Your Sinclair


Jimmy's Super League

Author: James Leach
Publisher: Beyond Belief
Machine: Spectrum 48K

 
Published in Your Sinclair #74

Jimmy's Super League

So there were these two nuns, and one says to the other, "Do you believe in life insurance?" And the other one says...oh, sorry, have we started doing the review now? Erm, I'll tell you the rest of the joke later, Hutch.

Apologies for that, readers. You joined us a little early. Anyway (sounds of paper shuffling), let's get on. Jimmy's Super League, yes indeed. This is another management sim from the Beyond Belief stable. In fact it was programmed behind that pile of dimly-lit straw next to the horse feed.

You've got a team of eleven strapping young feller-me-lads raring to go and play a tough game of ninety minutes, two halves and a spell in the sin bin.

Everything is controlled from a main office with a PC on the desk, a phone and a filing cabinet. You simply move the cursor onto the telephone or computer or whatever and you can go for a quick training session with the lads, play the game, look at very long lists of names and numbers and so on. There's masses of highly exciting detail on each bod, even down to what they had for breakfast. This is actually very important to a player's mental and physical agility, and can mean the difference between them being sick on the pitch or not.

All this detail is fine and groovy, and it adds a lot of atmosphere to a pretty boring game. But this doesn't hide the fact that it's still just an okayish footie management sim, and all you really need to do is select eleven players. Amongst the list of names you'll find that of the internationally famous W Scribo - art critic, deep sea diver, wok assembler and part-time pipe cleaner. Where would Beyond Belief be without him, eh?

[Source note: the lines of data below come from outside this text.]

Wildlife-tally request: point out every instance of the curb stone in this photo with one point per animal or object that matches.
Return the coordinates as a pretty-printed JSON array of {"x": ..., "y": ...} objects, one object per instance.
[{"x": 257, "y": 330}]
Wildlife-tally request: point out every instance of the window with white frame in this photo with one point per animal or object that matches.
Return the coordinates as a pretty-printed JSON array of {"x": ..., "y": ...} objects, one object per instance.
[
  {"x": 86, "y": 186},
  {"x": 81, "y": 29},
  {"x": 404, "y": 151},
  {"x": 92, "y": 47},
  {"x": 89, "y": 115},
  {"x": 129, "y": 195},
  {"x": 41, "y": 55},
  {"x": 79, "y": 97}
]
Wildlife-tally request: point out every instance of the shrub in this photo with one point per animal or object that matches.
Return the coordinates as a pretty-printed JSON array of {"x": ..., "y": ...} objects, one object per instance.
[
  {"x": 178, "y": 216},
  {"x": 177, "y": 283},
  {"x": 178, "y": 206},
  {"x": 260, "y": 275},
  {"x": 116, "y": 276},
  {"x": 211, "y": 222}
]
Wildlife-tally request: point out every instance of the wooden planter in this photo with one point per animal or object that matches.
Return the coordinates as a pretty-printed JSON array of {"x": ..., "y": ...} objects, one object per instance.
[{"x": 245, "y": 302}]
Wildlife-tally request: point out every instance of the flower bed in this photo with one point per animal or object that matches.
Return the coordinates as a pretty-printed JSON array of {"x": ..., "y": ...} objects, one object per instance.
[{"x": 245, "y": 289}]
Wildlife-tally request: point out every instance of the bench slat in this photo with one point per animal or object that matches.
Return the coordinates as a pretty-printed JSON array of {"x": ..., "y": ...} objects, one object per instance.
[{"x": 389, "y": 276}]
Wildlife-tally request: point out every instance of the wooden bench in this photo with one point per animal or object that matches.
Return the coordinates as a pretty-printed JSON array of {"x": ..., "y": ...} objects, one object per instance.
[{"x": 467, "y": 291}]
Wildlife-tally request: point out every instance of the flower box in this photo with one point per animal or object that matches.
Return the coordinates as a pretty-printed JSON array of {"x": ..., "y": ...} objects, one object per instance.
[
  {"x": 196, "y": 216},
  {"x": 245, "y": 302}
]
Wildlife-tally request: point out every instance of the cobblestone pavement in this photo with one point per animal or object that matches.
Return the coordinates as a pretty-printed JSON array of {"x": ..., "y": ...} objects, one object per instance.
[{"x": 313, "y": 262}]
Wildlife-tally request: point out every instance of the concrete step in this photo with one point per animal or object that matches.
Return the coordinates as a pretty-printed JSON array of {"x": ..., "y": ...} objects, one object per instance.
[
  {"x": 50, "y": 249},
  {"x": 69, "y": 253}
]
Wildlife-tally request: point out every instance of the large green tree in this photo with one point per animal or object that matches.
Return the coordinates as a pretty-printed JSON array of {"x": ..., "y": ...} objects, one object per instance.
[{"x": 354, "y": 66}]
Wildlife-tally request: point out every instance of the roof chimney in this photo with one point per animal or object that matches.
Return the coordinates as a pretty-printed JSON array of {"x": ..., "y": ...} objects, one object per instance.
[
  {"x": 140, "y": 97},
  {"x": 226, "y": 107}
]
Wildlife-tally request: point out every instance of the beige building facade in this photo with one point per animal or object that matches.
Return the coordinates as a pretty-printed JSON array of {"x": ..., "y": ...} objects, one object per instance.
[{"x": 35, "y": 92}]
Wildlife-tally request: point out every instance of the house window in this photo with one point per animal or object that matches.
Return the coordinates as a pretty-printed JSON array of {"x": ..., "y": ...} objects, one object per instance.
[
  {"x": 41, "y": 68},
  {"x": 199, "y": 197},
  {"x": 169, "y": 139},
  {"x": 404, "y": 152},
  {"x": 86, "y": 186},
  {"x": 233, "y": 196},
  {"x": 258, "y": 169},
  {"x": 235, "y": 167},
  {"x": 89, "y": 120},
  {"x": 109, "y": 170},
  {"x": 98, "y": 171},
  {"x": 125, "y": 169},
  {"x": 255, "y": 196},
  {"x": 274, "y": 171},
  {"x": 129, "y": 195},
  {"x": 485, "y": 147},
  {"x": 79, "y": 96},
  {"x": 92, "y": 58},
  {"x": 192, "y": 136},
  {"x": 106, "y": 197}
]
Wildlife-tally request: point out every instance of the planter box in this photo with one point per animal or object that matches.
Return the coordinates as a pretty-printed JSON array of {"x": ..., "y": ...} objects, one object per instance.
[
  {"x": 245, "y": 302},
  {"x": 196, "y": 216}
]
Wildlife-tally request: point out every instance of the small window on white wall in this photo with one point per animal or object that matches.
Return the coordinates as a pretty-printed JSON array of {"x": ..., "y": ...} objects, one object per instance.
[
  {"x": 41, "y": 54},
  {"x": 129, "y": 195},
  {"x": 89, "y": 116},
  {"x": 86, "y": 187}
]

The best bit is the game itself. You get both a commentary and an edited goal-mouth graphical action sequence. A David Coleman-type chap sits and watches each game carefully, making suitable comments in a scrolly line box. like "Nobel prizewinner W Scribo has the ball. He passes to W Scribo, famous author who gets into position and shoots. But it's a great save by the Scribo twins (both minor Norse gods, of course) in goal!"

A side-on view of the goal shows some enterprising dude rushing on (it's usually our fave, Sir W of Scribo MBE) to have a shot. You can watch with bated breath as he whacks the ball at the net. If the goalie is alert, he can get in the way, otherwise it's a classic goal of the sort which will crop up on A Question Of Sport in years to come.

What Super League lacks, of course, is an action packed 90 minutes of full-screen on-pitch action. The only way you can get an idea of what's going on is to read what the commentator is saying. It's like an extremely weird cross between listening to the radio and watching telly.

The only other fault of Super League is that it's as slow as almost every other management sim. You keep wondering whether your Speccy has crashed. I know that the computer is actually making lots of lovely calculations while you're watching a blank screen, but couldn't they display a little animation or show us the latest stock and share prices or something? Even Ceefax would be more interesting than a screen with the words 'Please Wait' on them.

So, in conclusion, Jimmy's Super League is proof that management sims are getting better. Most people still prefer a shoot-'em-up, but mannie sims (as they're known in the biz) have reached new heights, it would seem.

Sick as a parrot or over the moon. It depends on whether you like management sims. This one is pretty okayish, actually.